As always, when there is a market there are short cuts and people found other ways to give colour to their cheese and convince people of the milk’s value without actually putting much into it. 


I have often wondered what was used to colour cheese before the Americas were discovered and steady trade routes established. One article I read put the importation of annatto (the natural miracle dye) as late as the 18th century, two centuries after our cheeses was being tinted (or our products tainted). Carrots are an unlikely source. Prior to the Horn Carrot (from Hoorn, Netherlands), our modern orange carrot was absent. There were purple ones from Asia and red or white carrots in Europe; we owe our orange carrots to a dining conceit bred for the William of Orange of Holland. This root of orange only takes us back as far as 1721.
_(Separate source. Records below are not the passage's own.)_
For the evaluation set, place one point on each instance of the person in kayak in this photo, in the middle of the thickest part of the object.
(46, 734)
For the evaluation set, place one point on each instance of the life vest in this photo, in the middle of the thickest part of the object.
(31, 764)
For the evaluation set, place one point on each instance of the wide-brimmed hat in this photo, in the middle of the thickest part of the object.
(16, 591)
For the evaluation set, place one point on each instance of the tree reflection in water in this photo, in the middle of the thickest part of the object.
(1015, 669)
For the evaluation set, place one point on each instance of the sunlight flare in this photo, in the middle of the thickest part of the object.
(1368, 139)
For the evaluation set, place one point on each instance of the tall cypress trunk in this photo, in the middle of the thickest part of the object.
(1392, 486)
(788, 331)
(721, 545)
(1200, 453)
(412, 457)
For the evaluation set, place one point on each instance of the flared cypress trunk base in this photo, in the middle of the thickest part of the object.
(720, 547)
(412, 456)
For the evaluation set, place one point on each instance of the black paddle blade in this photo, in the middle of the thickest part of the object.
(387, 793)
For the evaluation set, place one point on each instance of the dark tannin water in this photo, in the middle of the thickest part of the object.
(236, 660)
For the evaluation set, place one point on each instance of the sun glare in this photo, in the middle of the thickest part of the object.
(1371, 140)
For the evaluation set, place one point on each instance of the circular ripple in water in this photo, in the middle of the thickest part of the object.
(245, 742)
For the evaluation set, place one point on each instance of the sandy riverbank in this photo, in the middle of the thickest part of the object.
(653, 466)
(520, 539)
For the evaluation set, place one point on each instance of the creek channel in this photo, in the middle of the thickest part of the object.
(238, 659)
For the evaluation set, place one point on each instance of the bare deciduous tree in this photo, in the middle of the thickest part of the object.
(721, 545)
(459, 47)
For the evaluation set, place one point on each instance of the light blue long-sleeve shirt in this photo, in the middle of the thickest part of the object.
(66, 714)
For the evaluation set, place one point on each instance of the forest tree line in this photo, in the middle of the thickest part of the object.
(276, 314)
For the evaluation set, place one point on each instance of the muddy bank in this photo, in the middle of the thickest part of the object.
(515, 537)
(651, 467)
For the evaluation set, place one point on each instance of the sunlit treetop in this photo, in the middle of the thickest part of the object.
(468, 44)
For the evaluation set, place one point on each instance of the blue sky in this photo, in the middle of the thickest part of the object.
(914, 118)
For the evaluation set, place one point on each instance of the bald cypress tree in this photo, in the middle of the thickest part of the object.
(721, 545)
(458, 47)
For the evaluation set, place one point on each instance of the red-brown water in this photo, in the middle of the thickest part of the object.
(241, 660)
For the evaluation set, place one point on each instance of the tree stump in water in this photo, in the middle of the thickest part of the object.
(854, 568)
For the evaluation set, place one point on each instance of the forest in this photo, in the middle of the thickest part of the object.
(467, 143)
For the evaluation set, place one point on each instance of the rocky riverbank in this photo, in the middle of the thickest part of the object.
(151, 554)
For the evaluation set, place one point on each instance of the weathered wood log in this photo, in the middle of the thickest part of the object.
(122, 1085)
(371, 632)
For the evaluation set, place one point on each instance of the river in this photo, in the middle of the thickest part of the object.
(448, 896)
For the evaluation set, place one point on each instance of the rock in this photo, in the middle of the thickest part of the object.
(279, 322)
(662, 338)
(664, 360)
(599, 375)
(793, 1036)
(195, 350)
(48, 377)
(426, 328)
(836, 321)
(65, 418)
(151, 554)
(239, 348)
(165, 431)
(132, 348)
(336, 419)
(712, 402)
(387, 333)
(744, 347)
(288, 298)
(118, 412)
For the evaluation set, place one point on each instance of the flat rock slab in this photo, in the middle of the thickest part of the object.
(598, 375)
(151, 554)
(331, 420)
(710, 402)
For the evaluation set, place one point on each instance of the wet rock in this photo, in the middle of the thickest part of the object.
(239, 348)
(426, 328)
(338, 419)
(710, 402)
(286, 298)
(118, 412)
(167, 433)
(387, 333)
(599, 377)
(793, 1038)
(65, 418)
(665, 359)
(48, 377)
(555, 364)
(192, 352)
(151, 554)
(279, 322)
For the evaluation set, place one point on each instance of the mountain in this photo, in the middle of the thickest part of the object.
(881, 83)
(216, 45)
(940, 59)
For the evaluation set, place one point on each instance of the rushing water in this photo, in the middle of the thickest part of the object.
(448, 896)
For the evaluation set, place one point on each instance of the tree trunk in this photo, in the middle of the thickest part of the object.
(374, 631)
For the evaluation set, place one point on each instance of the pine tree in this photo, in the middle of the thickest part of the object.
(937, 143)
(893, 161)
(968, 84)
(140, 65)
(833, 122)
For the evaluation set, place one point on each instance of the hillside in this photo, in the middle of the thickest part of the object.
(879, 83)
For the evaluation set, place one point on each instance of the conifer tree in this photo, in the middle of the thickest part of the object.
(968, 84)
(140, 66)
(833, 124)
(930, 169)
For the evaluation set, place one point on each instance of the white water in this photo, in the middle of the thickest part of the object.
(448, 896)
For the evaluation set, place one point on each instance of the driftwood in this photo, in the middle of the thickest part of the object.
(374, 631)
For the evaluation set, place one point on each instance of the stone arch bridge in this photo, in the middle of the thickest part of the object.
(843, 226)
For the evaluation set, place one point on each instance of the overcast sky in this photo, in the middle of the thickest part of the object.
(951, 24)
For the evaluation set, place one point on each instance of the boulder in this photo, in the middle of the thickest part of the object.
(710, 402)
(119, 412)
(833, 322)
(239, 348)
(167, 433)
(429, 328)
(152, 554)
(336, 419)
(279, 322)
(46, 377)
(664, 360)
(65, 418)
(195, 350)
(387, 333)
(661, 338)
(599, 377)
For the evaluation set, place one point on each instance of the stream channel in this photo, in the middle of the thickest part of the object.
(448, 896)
And so we do a little more digging, most likely in the garden or on dry banks near the sea. 
Marigold, a delightful flower, might have been used or there was our Lady’s Bedstraw, which also acted as a natural rennet.  Saffron has also been mentioned. These natural botanic dyes changed the colour of the cheese but the former two left a certain bitterness to the taste, and the latter to the pocket. However looks have matter and cheese makers wanted there cheese to matter more.                                                           

Cheese had to wait for annatto, made from the husks of the seeds of the achiote plant found in South American and in the Caribbean, to give the cheese a rich golden colour without that bit of a bitter flavour. Cheese makers coloured their cheeses to distinguish them from others, to make a particular creation and other times just to make them more attractive. 

But what is it about ladies in red? Those woman willing to stand out of the crowd.  Is it a declaration of vitality? of hot blood? or of something tasty to eat?

The place was noisy, hot, smelled of sweat, and the beer wasn’t cold. I was ready to leave. Then I saw the woman in the red tailored suit.  

It wasn’t just a red suit, it was a created red suit. The woman lived up to it…. She looked as out of place in that smoky atmosphere as I would have looked in a Salinas lettuce-pickers’ camp…. I got up from the table and tapped her on the shoulder.”  High Priest of California by Charles Willeford.

My woman in a red dress? This evening I am going to try on a Red Leicester Toastie and on the other half, a Shropshire Blue Cheese Toastie –the latter with a  little apple & plum chutney on the side, sometimes you go wild.